Chinese help to embalm body of Cambodian king Norodom Sihanouk
Process to preserve Norodom Sihanouk's body similar to one used for Mao Zedong
Cambodia has begun preparations to embalm former king Norodom Sihanouk, who will lie in state at the Royal Palace for three months ahead of a lavish funeral, a royal aide said.
Chinese experts are helping with the process, which is expected to be similar to the one used to preserve the body of Mao Zedong in the 1970s, according to Sihanouk's assistant Prince Sisowath Thomico. "Now the doctors, the scientists are just preparing the body of the king to preserve it," Thomico said.
Hundreds of thousands of mourners packed the streets of Phnom Penh on Wednesday to witness Sihanouk's final journey home from Beijing where he died on Monday of a heart attack, aged 89.
Throughout the months that Sihanouk's body will be on view at the palace before it is cremated, groups of relatives will take turns to sit with him, ensuring that the late royal is never alone, according to his aide.
The same custom was followed in 1960 when Sihanouk's father and king, Norodom Suramarit, died.
The prime ministers of Vietnam and Laos are expected to visit the palace today to pay respects to Sihanouk, who navigated his country through turbulent decades of war, genocide and then peace. It is unclear when the doors will open to the public.
Grieving Cambodians have flocked to a park outside the royal palace since Monday to pay tribute to the popular former monarch with flowers, candles and incense sticks.

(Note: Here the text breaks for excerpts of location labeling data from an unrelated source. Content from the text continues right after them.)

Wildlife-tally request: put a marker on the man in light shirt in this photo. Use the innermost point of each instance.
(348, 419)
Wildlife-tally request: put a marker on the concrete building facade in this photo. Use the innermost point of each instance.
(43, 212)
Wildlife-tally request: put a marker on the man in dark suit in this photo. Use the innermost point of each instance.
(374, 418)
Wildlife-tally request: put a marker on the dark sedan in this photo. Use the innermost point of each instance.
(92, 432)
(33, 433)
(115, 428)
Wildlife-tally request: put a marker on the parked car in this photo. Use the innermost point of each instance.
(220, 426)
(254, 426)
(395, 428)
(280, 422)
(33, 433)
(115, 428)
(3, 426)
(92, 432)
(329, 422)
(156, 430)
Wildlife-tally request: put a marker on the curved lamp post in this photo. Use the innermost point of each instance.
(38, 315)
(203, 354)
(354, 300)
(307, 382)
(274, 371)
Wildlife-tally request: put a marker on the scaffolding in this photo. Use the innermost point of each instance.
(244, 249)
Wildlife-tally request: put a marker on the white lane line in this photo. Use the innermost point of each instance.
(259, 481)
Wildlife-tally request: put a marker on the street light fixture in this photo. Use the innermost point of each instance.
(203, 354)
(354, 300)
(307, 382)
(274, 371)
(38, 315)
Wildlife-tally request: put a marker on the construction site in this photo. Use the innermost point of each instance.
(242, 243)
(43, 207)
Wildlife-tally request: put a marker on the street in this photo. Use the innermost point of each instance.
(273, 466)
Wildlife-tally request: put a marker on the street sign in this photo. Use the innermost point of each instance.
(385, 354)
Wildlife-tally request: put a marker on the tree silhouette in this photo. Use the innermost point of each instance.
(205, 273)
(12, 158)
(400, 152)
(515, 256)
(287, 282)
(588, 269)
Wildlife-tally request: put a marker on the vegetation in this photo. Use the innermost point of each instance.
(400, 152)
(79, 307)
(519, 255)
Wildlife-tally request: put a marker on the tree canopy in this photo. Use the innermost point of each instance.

Street vendors were doing brisk business yesterday selling freshly printed photos of Sihanouk's homecoming procession and T-shirts emblazoned with his portrait.
Sihanouk, who abdicated in 2004 citing old age and ill health, is fondly remembered for leading the country to independence from France and through a rare period of political stability in the 1950s and 1960s.
But he was also a shrewd political survivor who repeatedly backed different regimes, including the murderous Khmer Rouge whose 1975-79 reign left up to two million people dead, including five of Sihanouk's 14 children.